SA’s problems are bigger than Domingo

TMG Digital


RUSSELL Domingo remains SA’s coach, for now. That’s the short answer to the hail of harsh questions aimed at him in the wake of his team’s poor performance in the triseries in the Caribbean.

SA won only two of their five completed matches and failed to reach the final in Barbados on Sunday, when Australia beat West Indies by 58 runs.

The clue that Domingo would not be fired was the absence from a press conference at OR Tambo International on Wednesday of Cricket SA (CSA) chief executive Haroon Lorgat, who is with his fellow suits at the International Cricket Council annual conference in Edinburgh.

But would Domingo resign?

“I’ve got to sit down with my management team and the board members and the CEO and the guys who make those decisions and plan the way forward,” Domingo told reporters.

“I’ve got 10 months left on my contract and the last six months haven’t gone according to plan. I am not a guy who wants to give up or quit so I need to discuss what their thoughts are. I’ve got a few days at home now to just mull over things and see where things are going.

“I feel that the management team we’ve got in place have ticked a lot of boxes and provided the players with as much support as we can.

“We’re still very motivated as a management team to do well. We feel we can take the team forward. That decision doesn’t always lie with us but that’s the way it is.”

Coaches don’t win or lose matches. Players do. Did Domingo feel let down?

“I’m not a coach who is going to sit here and blame the players for lack of performance,” he said. “Coaches have to front up and take the brunt of it when performances are not there.

“I don’t feel let down by players; I feel let down by performances. The results haven’t been as good as what we’ve wanted. I feel the players gave it as much as they possibly could.”

So what went wrong? In a word, scheduling.

“You think about our seriously long tour to India (which started in September), our long tour against England and then straight into T20 World Cup (in India),” Domingo said.

“Some players stayed behind and played the Indian Premier League (IPL) and flew straight to Caribbean. Some players arrived two days before our first game in Guyana.
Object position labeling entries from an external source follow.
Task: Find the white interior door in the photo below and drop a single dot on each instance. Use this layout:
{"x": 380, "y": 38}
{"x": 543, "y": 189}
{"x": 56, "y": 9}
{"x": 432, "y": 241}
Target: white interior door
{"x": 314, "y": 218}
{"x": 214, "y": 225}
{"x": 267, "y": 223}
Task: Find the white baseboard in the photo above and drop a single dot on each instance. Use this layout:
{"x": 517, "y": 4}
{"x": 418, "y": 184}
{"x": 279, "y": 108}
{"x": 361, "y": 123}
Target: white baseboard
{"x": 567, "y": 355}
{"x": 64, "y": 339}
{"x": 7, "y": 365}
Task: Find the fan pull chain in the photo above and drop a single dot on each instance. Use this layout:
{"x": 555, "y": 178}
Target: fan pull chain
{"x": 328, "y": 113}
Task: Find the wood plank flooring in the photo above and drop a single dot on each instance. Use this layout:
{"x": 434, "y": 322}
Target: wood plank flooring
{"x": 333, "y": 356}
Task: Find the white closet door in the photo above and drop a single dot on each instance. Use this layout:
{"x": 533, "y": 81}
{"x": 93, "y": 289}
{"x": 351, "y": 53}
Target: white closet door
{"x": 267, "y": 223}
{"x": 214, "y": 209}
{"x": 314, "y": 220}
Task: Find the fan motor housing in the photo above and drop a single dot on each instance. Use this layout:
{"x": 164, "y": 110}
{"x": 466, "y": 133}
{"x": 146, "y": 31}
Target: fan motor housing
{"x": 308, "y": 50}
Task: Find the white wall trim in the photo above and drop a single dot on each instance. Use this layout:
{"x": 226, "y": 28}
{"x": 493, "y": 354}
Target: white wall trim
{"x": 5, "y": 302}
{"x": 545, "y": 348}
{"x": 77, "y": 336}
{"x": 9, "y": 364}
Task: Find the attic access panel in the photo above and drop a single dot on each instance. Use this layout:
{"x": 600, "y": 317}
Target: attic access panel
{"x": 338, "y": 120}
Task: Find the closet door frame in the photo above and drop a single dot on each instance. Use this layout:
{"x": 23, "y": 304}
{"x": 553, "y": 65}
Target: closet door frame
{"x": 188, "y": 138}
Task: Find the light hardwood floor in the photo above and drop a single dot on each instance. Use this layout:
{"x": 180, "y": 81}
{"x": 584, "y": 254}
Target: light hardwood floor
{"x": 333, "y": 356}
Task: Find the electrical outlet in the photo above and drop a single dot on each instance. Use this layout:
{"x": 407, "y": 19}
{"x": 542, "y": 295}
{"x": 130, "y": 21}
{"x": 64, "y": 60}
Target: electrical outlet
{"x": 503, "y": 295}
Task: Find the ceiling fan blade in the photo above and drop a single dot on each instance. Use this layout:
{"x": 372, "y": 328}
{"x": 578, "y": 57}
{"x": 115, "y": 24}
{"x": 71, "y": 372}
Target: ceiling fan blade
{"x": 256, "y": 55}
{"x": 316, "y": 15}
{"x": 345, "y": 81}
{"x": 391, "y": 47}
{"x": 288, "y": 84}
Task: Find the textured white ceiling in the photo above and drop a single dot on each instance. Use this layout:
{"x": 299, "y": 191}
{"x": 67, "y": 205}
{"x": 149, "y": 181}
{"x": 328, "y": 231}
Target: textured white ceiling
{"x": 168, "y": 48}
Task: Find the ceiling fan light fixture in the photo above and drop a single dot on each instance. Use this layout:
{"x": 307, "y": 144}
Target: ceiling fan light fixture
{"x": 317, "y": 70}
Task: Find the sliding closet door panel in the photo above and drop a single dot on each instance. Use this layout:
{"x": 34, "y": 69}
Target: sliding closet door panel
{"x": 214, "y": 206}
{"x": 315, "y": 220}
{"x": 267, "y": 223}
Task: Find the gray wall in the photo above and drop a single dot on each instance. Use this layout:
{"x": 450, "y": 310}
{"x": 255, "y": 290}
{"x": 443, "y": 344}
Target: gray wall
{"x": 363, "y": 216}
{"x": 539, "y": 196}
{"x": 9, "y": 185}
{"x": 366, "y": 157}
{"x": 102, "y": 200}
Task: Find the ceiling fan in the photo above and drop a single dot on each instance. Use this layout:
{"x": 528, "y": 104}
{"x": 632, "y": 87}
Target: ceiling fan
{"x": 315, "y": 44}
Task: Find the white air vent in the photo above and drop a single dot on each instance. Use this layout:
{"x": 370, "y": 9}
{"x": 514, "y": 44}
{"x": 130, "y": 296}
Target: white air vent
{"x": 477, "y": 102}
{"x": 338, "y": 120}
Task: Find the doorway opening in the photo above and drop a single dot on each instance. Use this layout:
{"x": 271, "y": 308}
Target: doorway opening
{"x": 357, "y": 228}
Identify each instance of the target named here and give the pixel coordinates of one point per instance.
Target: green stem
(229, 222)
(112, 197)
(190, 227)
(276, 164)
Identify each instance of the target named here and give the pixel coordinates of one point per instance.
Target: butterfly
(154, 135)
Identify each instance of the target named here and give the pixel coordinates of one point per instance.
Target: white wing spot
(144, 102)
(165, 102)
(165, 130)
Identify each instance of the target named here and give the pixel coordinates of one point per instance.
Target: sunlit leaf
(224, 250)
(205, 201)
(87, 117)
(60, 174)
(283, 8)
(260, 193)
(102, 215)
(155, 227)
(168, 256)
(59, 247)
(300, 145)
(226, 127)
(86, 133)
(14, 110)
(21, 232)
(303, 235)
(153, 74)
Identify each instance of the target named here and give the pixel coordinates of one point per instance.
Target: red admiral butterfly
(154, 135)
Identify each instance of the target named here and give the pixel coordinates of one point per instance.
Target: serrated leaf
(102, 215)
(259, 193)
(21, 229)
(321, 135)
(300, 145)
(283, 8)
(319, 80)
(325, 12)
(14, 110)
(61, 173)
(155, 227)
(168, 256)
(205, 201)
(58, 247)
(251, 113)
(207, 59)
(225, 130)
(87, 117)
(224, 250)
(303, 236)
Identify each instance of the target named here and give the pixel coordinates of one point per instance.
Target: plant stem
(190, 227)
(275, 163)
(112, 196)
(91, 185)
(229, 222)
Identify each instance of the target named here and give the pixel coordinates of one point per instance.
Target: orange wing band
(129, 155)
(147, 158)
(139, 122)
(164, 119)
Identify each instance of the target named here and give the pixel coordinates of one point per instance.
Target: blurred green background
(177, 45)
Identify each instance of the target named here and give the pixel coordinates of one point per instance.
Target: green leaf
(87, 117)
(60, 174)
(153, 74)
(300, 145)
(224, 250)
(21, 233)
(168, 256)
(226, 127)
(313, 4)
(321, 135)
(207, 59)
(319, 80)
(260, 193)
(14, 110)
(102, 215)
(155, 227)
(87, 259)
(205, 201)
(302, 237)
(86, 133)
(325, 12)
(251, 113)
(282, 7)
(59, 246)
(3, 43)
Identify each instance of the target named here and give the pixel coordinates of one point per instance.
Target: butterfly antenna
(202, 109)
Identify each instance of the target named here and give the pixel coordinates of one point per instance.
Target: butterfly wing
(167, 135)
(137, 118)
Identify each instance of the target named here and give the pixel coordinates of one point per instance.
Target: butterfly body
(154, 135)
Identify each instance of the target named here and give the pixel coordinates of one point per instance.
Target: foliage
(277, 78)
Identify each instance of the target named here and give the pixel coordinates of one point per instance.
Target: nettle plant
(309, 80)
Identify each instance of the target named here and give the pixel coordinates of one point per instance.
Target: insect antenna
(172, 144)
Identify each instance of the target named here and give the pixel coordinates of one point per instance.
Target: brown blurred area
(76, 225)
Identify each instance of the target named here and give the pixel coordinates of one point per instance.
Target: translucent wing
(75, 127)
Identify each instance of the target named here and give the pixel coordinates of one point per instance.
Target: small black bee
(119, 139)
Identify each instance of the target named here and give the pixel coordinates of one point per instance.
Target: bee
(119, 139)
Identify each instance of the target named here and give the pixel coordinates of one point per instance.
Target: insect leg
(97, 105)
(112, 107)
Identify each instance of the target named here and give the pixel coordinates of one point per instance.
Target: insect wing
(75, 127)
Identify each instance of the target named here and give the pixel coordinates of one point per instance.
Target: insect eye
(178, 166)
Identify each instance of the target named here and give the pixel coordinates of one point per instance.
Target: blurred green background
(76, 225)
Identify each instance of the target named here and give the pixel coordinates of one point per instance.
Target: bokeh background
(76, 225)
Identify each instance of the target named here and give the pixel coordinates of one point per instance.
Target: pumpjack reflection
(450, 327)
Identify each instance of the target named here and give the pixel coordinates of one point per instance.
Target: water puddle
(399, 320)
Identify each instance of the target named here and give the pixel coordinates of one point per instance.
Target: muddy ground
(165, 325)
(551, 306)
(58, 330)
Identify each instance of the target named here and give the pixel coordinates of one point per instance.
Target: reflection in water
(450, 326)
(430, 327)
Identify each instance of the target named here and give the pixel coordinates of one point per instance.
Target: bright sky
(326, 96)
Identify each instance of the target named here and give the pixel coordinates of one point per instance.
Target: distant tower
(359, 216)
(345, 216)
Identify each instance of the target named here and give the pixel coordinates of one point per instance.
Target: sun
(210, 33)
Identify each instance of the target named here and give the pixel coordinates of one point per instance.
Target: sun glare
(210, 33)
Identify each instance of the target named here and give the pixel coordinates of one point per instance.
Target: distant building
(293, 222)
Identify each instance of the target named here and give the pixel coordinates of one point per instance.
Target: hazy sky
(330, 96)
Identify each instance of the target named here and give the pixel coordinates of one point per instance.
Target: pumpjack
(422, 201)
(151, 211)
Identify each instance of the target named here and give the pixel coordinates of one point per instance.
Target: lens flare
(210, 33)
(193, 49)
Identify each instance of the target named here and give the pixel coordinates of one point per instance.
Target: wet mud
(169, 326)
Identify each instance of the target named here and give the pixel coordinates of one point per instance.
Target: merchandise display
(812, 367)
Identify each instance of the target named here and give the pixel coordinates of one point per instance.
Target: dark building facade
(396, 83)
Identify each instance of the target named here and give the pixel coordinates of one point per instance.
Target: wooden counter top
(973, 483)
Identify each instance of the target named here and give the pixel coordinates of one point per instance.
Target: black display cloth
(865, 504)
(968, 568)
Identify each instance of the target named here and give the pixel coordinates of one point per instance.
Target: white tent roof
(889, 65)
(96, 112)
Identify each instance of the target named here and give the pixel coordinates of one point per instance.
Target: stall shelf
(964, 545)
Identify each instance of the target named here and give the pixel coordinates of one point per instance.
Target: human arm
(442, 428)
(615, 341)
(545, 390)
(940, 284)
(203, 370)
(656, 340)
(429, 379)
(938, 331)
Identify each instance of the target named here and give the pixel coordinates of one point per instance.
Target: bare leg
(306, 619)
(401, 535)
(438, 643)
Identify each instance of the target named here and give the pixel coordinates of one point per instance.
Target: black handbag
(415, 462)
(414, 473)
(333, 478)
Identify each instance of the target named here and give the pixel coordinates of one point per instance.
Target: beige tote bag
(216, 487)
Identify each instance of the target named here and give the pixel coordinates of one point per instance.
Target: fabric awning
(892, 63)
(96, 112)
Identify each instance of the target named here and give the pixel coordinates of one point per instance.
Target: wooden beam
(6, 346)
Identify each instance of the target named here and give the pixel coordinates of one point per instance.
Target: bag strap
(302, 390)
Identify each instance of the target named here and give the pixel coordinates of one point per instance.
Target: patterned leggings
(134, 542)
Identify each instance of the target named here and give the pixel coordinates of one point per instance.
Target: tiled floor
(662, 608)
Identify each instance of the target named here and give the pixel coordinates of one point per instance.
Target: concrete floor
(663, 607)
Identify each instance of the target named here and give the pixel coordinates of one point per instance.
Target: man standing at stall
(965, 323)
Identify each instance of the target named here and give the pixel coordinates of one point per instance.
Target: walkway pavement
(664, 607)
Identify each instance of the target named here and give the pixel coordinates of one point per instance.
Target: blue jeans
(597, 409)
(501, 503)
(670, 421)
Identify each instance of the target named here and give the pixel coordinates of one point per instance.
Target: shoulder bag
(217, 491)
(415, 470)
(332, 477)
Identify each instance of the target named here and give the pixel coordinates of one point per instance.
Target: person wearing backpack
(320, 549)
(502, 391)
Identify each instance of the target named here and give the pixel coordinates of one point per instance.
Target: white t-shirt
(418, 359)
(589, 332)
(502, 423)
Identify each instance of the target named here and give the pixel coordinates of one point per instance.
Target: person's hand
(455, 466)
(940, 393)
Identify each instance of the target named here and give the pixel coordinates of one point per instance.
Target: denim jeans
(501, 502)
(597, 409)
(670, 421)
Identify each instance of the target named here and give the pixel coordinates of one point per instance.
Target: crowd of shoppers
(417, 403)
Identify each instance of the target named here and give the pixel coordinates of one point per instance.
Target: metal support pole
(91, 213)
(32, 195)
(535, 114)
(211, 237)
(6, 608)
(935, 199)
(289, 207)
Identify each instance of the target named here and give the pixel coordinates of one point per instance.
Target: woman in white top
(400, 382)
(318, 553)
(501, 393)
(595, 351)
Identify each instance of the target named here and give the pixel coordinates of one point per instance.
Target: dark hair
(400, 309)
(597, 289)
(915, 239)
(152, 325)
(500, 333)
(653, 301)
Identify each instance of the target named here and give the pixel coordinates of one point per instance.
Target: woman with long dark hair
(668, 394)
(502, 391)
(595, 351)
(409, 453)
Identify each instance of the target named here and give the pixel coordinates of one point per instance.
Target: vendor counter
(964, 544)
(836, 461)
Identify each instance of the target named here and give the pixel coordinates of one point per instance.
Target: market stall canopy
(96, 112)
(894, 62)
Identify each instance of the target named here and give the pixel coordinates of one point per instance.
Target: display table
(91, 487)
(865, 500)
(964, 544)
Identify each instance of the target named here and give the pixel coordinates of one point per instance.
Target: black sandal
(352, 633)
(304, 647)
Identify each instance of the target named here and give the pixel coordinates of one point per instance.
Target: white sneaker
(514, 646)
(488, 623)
Now they’re staying for another four weeks in the Caribbean (to play in the Caribbean Premier League), then home for two weeks, then a series against New Zealand, then go and play a mini-IPL, then straight into a tour against Australia.

“Those are challenges that the coaching staff and the players are sitting with at the moment and when you are playing that amount of cricket for that period of time, it’s difficult to maintain the standards consistently.

“The desire and the hunger levels when you are playing day in and day out will wane at some stage. There’s no doubt about that. You can’t give 100% to 10 different teams for 10 months. Something’s got to give.”

If cricket isn’t careful, that something could be playing for national teams.

“The big challenge for me is making sure that international cricket is still the main priority for our players,” Domingo said. “There are lot of tournaments, a lot of money to be made, a lot of opportunities for players to get out there and market themselves.

“We need to make sure that we focus really hard on our No. 1 priority and that is representing our country. Sometimes, if you have done it for a long time, you can take it for granted maybe.

“There is a lot happening outside international cricket. Making sure guys are fresh and hungry to perform for their country is of utmost importance for me.” 

Clearly, the problem is much bigger than any individual, Domingo included.